I have a school project to do matrix multiplication on a hpc distributed system.
I need to read in a matrix from a parallel IO system and use pblacs to perform the matrix multiplication in parallel on many compute nodes(processors). The data must be read in using MPI IO commands. I know PBlacs uses block cyclic distributions to perform the multiplication.
The professor has not given us much info on MPI IO, and I am having trouble finding much information/resources on it. Specifically, are there ways to read in a matrix from a parallel io system in a block cyclic manner and easily plug that into pblacs pdgemm?
Any pointers to useful resources would be much appreciated. I am a bit short on time, and getting frustrated with the lack of direction on this project.
This is actually relatively straightforward to do (if you already know something about blacs/scalapack and mpi-io!) but even then the documentation - even online - is as you've discovered, somewhat poor.
The first thing to know about MPI-IO is that it lets you use normal MPI data types to specify each process' "view" of the file, and then read only the data that falls into that view.
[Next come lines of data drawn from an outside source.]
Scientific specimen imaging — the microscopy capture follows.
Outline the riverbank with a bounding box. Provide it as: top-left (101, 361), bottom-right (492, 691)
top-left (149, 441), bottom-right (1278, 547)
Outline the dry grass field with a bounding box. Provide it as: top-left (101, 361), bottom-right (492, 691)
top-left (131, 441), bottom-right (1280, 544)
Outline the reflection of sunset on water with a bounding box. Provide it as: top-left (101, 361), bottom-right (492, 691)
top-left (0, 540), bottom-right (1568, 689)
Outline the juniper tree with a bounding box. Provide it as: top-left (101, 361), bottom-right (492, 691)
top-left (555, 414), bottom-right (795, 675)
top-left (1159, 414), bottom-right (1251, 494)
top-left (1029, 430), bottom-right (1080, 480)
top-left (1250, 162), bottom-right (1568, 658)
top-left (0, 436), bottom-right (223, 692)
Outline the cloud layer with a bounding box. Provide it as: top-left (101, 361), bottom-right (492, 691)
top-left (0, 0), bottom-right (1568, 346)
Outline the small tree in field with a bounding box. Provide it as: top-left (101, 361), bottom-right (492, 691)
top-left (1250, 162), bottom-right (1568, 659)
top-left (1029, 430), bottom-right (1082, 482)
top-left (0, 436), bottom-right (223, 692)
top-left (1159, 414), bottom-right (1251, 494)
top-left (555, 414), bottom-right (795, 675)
At our centre we have slides and source code for a half-day course on parallel IO; the first third or so is about the basics of MPI-IO. There are slides here and sample source code here.
The second thing to know is that MPI has a built-in way to create "distributed array" data types, one combination of which lets you lay out a block-cyclic data distribution; that's discussed in general terms in my answer to this question: What is the difference between darray and subarray in mpi? .
So that means if you have a binary file containing a big matrix, you can read it in with mpi-io using MPI_Type_create_darray
and it'll be distributed by tasks in a block-cyclic way. Then it's just a matter of doing the blacs or scalapack call. An example program of using the scalapack psgemv for matrix-vector multiplication rather than psgemm is listed
in my answer to a question on the Computational Science stack exchange.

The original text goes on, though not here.